Les seules allégations du constructeur selon lesquelles il aurait livré les caches gonds et réglé la fenêtre des WC ne suffisent pas à démontrer qu'il a satisfait à ses obligations contractuelles pas plus qu'il n'est soutenu et donc justifié qu'il aurait réglé les autres désordres pourtant reconnus.
Par ailleurs, la société MPM constructeur ne peut pas valablement soutenir que les moins values portant notamment sur deux regards d'eau pluviale auraient été déduites du montant de la facturation globale au titre des travaux en se fondant sur un avenant n°2 en date du 16 juin 2021 qui n'est signé par aucune des parties.
Enfin, concernant les non conformités alléguées au titre des débords de toit et la sinuosité affectant les deux angles verticaux de la façade, sans contester leur existence, le constructeur a simplement répondu que ces désordres n'affectaient pas la construction.
Il est donc incontestable, au vu de ce qui précède, que la construction dont s'agit est affectée de désordres et de non conformités au contrat qui suffisent à rendre légitime la demande d'expertise judiciaire afin de faire établir la preuve de ces derniers dont dépendra la solution du litige opposant les parties, sans qu'il y ait lieu à limitation de la mission de l'expert.

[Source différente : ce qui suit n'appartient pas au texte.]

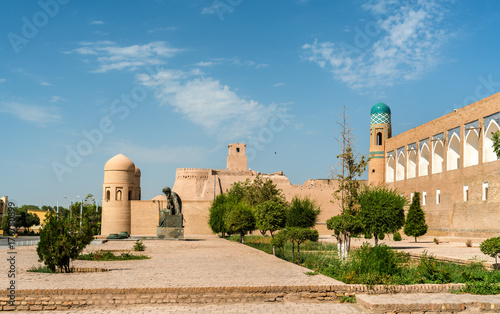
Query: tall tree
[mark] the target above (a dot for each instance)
(240, 219)
(415, 225)
(382, 211)
(348, 172)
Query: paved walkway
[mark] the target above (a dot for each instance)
(286, 307)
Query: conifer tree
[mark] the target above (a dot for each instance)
(415, 225)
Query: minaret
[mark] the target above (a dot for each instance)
(120, 179)
(380, 131)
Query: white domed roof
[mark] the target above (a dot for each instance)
(119, 162)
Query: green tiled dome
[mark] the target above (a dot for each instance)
(381, 108)
(380, 113)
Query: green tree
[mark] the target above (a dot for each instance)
(298, 236)
(240, 219)
(303, 213)
(220, 206)
(348, 173)
(61, 240)
(270, 216)
(496, 143)
(382, 211)
(415, 225)
(491, 247)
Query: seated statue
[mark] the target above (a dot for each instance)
(174, 206)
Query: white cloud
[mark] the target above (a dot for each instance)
(407, 44)
(113, 57)
(159, 29)
(32, 113)
(158, 154)
(56, 98)
(207, 102)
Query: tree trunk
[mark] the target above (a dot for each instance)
(298, 253)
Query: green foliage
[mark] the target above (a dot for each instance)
(270, 216)
(139, 246)
(299, 235)
(382, 210)
(40, 269)
(303, 213)
(496, 143)
(347, 174)
(62, 240)
(491, 247)
(217, 212)
(256, 192)
(280, 239)
(397, 236)
(240, 219)
(415, 225)
(105, 256)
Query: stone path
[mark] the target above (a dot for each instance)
(286, 307)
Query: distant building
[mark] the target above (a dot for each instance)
(123, 209)
(450, 161)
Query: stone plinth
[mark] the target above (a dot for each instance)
(170, 233)
(173, 228)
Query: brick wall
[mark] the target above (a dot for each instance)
(64, 299)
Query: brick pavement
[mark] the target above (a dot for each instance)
(286, 307)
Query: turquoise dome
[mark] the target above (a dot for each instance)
(380, 108)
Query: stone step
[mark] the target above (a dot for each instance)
(429, 302)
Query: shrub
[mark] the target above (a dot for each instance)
(139, 246)
(415, 225)
(396, 236)
(240, 219)
(62, 240)
(491, 247)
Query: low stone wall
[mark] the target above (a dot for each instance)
(64, 299)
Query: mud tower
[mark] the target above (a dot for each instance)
(237, 158)
(380, 131)
(121, 185)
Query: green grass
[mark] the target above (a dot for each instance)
(109, 256)
(384, 265)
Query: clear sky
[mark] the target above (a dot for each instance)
(169, 83)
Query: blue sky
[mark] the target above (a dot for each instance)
(170, 83)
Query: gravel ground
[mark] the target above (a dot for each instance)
(203, 262)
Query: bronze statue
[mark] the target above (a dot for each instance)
(174, 206)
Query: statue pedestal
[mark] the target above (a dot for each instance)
(170, 233)
(172, 229)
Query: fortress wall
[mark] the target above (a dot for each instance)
(475, 111)
(453, 216)
(145, 217)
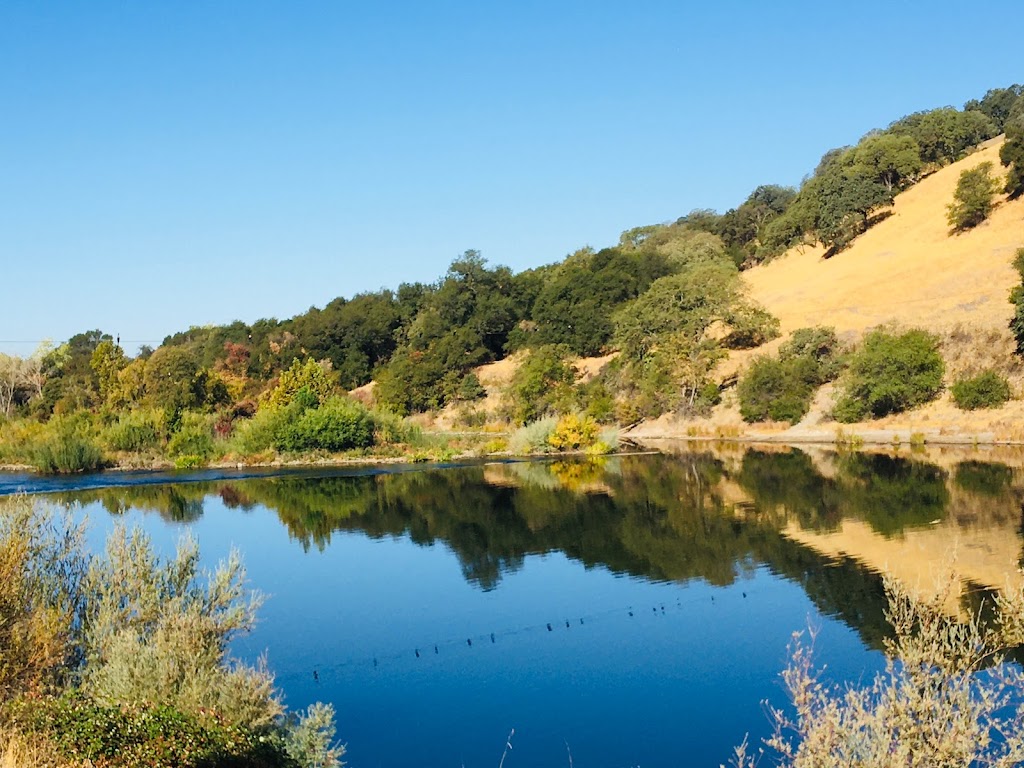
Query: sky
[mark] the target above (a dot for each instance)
(173, 164)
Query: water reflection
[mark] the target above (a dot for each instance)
(829, 521)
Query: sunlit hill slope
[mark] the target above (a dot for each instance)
(906, 270)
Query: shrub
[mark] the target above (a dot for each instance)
(573, 432)
(987, 389)
(974, 198)
(946, 696)
(66, 446)
(145, 640)
(340, 424)
(148, 736)
(819, 344)
(308, 376)
(889, 374)
(135, 431)
(40, 569)
(543, 384)
(781, 389)
(470, 388)
(1017, 299)
(532, 438)
(390, 428)
(194, 436)
(775, 389)
(257, 434)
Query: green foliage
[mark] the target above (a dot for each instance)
(193, 437)
(173, 380)
(776, 389)
(947, 695)
(987, 389)
(667, 352)
(122, 658)
(40, 567)
(303, 381)
(818, 344)
(534, 437)
(339, 424)
(107, 361)
(781, 389)
(974, 198)
(945, 134)
(543, 384)
(462, 324)
(151, 736)
(576, 304)
(65, 446)
(470, 388)
(573, 432)
(135, 431)
(997, 104)
(888, 159)
(1012, 157)
(890, 373)
(310, 742)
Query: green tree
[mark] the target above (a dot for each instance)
(888, 159)
(307, 377)
(997, 103)
(974, 199)
(891, 373)
(1012, 157)
(108, 360)
(173, 379)
(543, 384)
(945, 134)
(1017, 299)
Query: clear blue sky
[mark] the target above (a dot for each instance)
(169, 164)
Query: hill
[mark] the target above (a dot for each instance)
(906, 270)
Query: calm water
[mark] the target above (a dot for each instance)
(633, 611)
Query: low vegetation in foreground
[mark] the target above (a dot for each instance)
(121, 659)
(947, 695)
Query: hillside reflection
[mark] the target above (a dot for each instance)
(829, 521)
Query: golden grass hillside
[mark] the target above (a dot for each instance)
(906, 270)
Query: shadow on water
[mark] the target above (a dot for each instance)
(663, 518)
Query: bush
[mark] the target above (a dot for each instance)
(532, 438)
(889, 374)
(470, 388)
(1017, 299)
(946, 697)
(145, 639)
(782, 389)
(135, 431)
(974, 198)
(340, 424)
(148, 736)
(65, 448)
(543, 385)
(194, 436)
(573, 432)
(987, 389)
(258, 434)
(390, 428)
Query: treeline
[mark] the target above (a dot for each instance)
(668, 297)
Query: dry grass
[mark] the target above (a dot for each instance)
(17, 752)
(906, 269)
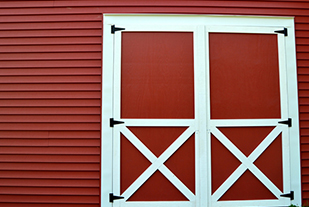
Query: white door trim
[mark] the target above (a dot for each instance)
(201, 23)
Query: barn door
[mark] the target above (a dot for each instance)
(248, 117)
(155, 158)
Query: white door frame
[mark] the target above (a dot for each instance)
(202, 23)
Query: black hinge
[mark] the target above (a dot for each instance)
(289, 195)
(112, 197)
(113, 122)
(284, 31)
(115, 29)
(287, 122)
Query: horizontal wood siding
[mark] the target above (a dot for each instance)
(50, 105)
(50, 91)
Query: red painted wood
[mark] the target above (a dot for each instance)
(269, 162)
(166, 88)
(50, 87)
(49, 175)
(17, 15)
(51, 33)
(53, 56)
(50, 150)
(235, 91)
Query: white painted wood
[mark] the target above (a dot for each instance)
(201, 147)
(107, 112)
(157, 163)
(159, 122)
(202, 125)
(160, 204)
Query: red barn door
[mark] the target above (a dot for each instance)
(248, 102)
(155, 98)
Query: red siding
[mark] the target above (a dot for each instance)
(50, 98)
(50, 92)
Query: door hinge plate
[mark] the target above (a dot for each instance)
(284, 31)
(115, 29)
(287, 122)
(113, 122)
(112, 197)
(289, 195)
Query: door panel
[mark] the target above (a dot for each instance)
(180, 145)
(247, 102)
(157, 79)
(154, 95)
(244, 76)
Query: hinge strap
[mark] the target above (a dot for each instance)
(112, 197)
(287, 122)
(113, 122)
(115, 29)
(284, 31)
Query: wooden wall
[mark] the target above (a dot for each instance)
(50, 91)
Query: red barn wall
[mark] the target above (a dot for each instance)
(50, 92)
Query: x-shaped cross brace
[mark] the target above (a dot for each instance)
(246, 162)
(157, 163)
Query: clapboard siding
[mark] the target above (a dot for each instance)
(50, 103)
(50, 92)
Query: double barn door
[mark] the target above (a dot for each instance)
(200, 116)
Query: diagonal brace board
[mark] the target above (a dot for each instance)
(158, 163)
(247, 162)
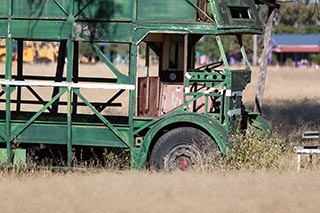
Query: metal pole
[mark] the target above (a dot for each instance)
(264, 62)
(69, 107)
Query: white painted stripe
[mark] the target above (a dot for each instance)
(188, 76)
(234, 112)
(230, 93)
(69, 85)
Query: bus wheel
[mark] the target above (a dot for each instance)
(181, 149)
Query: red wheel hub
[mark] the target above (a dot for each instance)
(183, 164)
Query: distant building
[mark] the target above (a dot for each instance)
(295, 49)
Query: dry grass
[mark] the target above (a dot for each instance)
(292, 99)
(149, 192)
(291, 105)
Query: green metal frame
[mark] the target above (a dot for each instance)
(126, 22)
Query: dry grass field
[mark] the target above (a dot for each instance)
(149, 192)
(291, 104)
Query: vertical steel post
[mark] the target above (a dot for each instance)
(69, 98)
(8, 76)
(132, 76)
(19, 72)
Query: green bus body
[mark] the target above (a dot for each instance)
(165, 26)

En conséquence, il convient d'infirmer en toutes ses dispositions l'ordonnance rendue par le premier juge, d'ordonner une mesure d'expertise judiciaire selon les modalités prévues au dispositif et de confier, en application de l'article 964-2 du code de procédure civile, le contrôle de cette mesure d'instruction au juge chargé de contrôler les mesures d'instruction près le tribunal de commerce de Mâcon.

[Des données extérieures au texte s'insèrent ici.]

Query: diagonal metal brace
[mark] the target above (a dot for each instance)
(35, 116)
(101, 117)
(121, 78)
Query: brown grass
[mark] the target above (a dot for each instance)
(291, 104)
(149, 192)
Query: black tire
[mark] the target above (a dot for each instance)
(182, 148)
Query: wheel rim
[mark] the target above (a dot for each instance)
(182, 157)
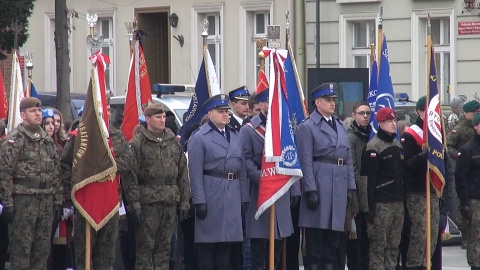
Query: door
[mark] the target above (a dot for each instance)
(156, 44)
(351, 84)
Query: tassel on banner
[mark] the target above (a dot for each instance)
(353, 232)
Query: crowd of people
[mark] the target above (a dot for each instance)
(361, 202)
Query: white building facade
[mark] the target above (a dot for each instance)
(345, 37)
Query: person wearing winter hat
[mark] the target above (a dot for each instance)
(456, 104)
(463, 132)
(382, 168)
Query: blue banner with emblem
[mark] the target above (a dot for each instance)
(384, 97)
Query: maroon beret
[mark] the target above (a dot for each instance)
(385, 114)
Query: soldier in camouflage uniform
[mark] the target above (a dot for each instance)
(468, 190)
(102, 241)
(30, 188)
(160, 190)
(383, 167)
(463, 132)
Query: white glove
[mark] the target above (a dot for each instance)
(67, 212)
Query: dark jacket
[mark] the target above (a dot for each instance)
(358, 140)
(467, 173)
(383, 165)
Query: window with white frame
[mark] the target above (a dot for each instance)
(214, 42)
(441, 41)
(104, 27)
(362, 38)
(261, 20)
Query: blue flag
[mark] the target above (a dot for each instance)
(296, 100)
(33, 91)
(205, 87)
(384, 97)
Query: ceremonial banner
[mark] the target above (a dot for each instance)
(384, 97)
(139, 92)
(16, 95)
(3, 99)
(95, 191)
(433, 134)
(282, 169)
(205, 87)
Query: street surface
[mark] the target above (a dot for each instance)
(454, 258)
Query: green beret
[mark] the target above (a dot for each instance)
(154, 108)
(476, 119)
(421, 103)
(471, 106)
(30, 102)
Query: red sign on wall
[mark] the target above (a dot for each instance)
(469, 28)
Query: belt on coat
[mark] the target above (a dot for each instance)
(338, 161)
(153, 182)
(228, 176)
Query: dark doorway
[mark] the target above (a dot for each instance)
(156, 45)
(351, 83)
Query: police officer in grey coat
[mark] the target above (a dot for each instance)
(253, 141)
(328, 180)
(219, 185)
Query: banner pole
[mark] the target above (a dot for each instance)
(87, 245)
(271, 259)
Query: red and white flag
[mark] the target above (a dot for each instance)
(280, 164)
(139, 92)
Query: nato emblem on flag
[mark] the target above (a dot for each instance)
(384, 96)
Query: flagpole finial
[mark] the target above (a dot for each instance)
(29, 63)
(381, 16)
(94, 42)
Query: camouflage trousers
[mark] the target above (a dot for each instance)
(102, 243)
(154, 236)
(416, 255)
(384, 235)
(30, 232)
(473, 231)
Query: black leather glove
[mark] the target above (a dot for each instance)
(182, 214)
(294, 200)
(245, 206)
(312, 200)
(201, 211)
(370, 217)
(138, 217)
(423, 155)
(7, 214)
(57, 213)
(466, 212)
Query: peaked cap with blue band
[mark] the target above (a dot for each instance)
(47, 113)
(240, 93)
(262, 95)
(219, 101)
(325, 90)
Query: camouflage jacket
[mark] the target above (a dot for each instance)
(160, 171)
(123, 158)
(29, 164)
(459, 136)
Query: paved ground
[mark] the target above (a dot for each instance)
(454, 258)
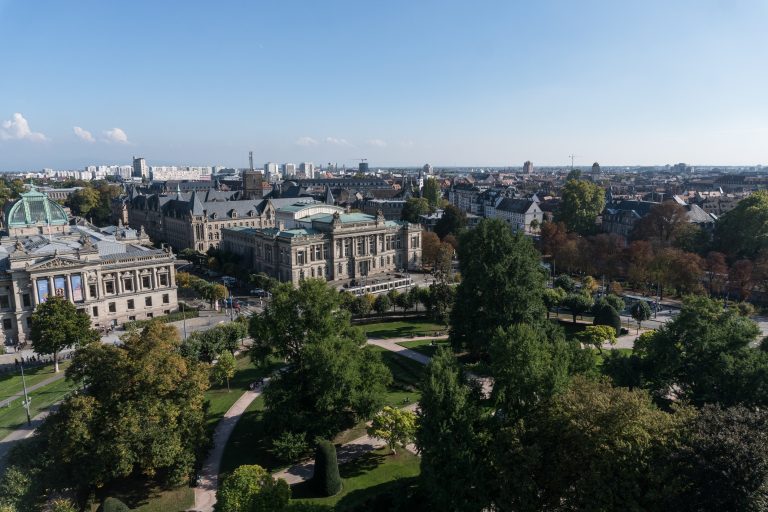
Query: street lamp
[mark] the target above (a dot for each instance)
(27, 401)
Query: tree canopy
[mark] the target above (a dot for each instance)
(582, 202)
(502, 284)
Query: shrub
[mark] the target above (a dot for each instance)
(114, 505)
(326, 479)
(290, 446)
(607, 315)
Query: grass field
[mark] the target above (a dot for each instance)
(363, 478)
(14, 416)
(220, 400)
(402, 329)
(147, 497)
(10, 384)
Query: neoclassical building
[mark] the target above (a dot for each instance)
(112, 274)
(318, 240)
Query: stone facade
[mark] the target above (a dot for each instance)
(329, 244)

Il convient de condamner la société MPM Constructeur aux dépens de première instance et d'appel et à payer à la SAS Neuf Immo Gestion une indemnité de 1 000 euros en application de l'article 700 du code de procédure civile.
PAR CES MOTIFS
La cour,
Infirme l'ordonnance entreprise en toutes ses dispositions,
Statuant à nouveau,
Ordonne une mesure d'expertise judiciaire et désigne à cet effet M. [M] [Y], demeurant [Adresse 2] tel [XXXXXXXX01] avec mission de :
* Se rendre sur les lieux [Adresse 3] ;
* Vérifier l'existence des désordres, malfaçons, non-conformités et manquements aux règles de l'art et non finitions listés dans l'assignation et plus particulièrement dans le courrier du maître d'ouvrage du 20/09/2021, les décrire ;
* En déterminer la cause ;
* Dire si les désordres rendent l'ouvrage impropre à sa destination ou en affectent la solidité ;
* Décrire et chiffrer à l'aide de devis les travaux de réparation permettant d'y mettre un terme ;
* Préciser la durée des travaux de réparation ;
* Donner tous éléments utiles permettant au tribunal qui sera saisi du litige de statuer sur les responsabilités encourues ;
* Donner son avis sur la nature et l'importance des préjudices allégués par la société Neuf Immo Gestion ainsi que sur les pénalités de retard prévues au contrat de construction ;
*Déposer son rapport au greffe du tribunal de commerce de Mâcon dans les 4 mois de sa saisine,
Fixe le montant de la consignation à la charge de la SAS Neuf Immo Gestion à la somme de 2 000 euros qu'elle devra verser dans le mois de cet arrêt à la régie d'avances et de recette du tribunal de commerce de Mâcon,
Dit qu'à défaut de consignation de la provision dans le délai prescrit, la désignation de l'expert sera caduque,
Confie le contrôle de cette mesure d'instruction au juge chargé de contrôler les mesures d'instruction prés le tribunal de commerce de Mâcon, conformément à l'article 964-2 du code de procédure civile,
Condamne la SARL MPM Constructeur aux dépens de première instance et d'appel, avec droit de recouvrement direct au profit de la SELAS Adida et Associés conformément à l'article 699 code de procédure civile,
Condamne la SARL MPM Constructeur à payer à la SAS Neuf Immo Gestion la somme de 1 000 euros en application de l'article 700 du code de procédure civile.